2. Taxability of the Sale of TDR/FSI under GST:
The appellant argued that the sale of TDR/FSI is akin to the sale of land/immovable property and thus should not be subject to GST, as per Clause 5 of Schedule III of the CGST Act, 2017. However, the appellate authority held that TDR/FSI is not "land" but a "benefit arising out of land" and thus does not fall under the exemption provided for the sale of land. The authority referenced the ITAT ruling in the case of Income-tax Officer v. Shri Prem Rattan Gupta, which clarified that TDR is an immovable property but not land itself.

3. Classification and Applicable Rate of GST on TDR/FSI:
The appellate authority upheld the classification of TDR/FSI under Heading 9972, attracting GST at the rate of 18% (9% CGST + 9% SGST) as per Notification No. 11/2017-C.T. (Rate), dated 28.06.2017. The authority also referenced various notifications, including Notification No. 4/2018-C.T. (Rate) and Notification No. 13/2017-C.T. (Rate), to support the taxability of TDR/FSI under GST.

4. Definition and Scope of "Land" and "Service" under the GST Act:
The appellant referred to definitions of "land" under other statutes, arguing that TDR/FSI should be considered land and thus exempt from GST. However, the appellate authority emphasized that the CGST Act does not define "land" and that Schedule III should be interpreted strictly. The authority also clarified that the definition of "service" under the CGST Act is broad and includes anything other than goods, money, and securities, thereby encompassing TDR/FSI.

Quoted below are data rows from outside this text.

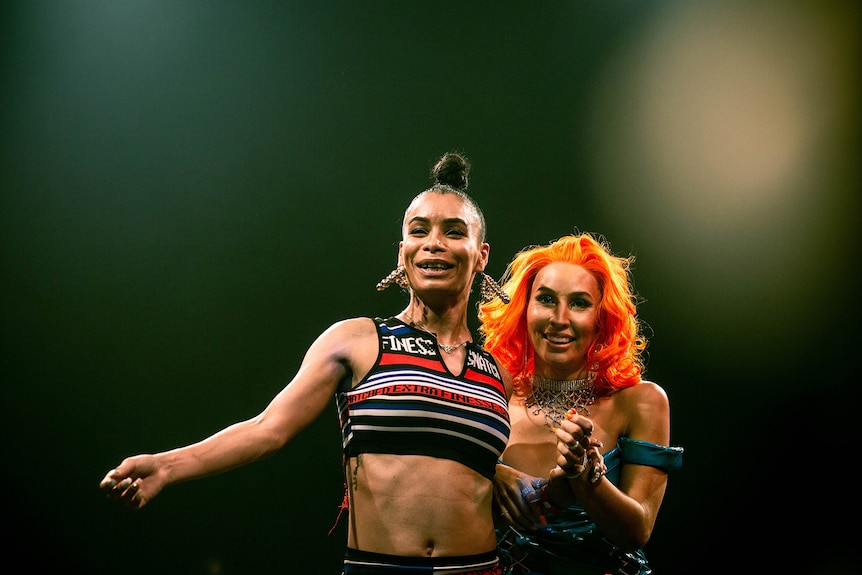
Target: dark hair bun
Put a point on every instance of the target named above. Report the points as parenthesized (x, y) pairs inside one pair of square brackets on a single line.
[(452, 170)]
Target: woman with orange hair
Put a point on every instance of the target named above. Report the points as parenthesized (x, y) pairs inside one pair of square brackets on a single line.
[(581, 481)]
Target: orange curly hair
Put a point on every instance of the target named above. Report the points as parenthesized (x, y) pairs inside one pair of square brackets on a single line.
[(619, 344)]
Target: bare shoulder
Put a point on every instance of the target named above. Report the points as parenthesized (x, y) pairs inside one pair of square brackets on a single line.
[(646, 392), (351, 342), (647, 400), (348, 329)]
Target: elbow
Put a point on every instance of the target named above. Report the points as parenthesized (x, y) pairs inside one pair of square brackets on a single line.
[(634, 538)]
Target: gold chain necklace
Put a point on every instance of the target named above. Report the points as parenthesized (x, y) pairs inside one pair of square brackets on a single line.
[(451, 348), (553, 398), (444, 346)]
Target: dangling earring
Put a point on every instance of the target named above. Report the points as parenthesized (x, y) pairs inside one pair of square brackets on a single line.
[(489, 289), (397, 276)]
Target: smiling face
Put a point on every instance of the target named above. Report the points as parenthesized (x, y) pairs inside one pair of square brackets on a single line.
[(561, 319), (441, 249)]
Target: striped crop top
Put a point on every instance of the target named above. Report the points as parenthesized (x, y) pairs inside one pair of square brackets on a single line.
[(409, 403)]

5. Applicability of Various Notifications and Legal Precedents:
The appellant cited various court judgments and notifications to argue against the taxability of TDR/FSI. However, the appellate authority found these references inapplicable or insufficient to alter the ruling. The authority noted that the explanatory notes to the notifications serve as guiding tools but do not override the notifications themselves. The authority also dismissed the appellant's argument that TDR is akin to money, reiterating that TDR does not fall under the definition of money as per the CGST Act.

Conclusion:
The appellate authority upheld the ruling of the Maharashtra Advance Ruling Authority, confirming that the sale of TDR/FSI is subject to GST under Heading 9972 at the rate of 18% (9% CGST + 9% SGST). The authority found no merit in the appellant's arguments and maintained that TDR/FSI is a taxable supply of service under the CGST Act, 2017.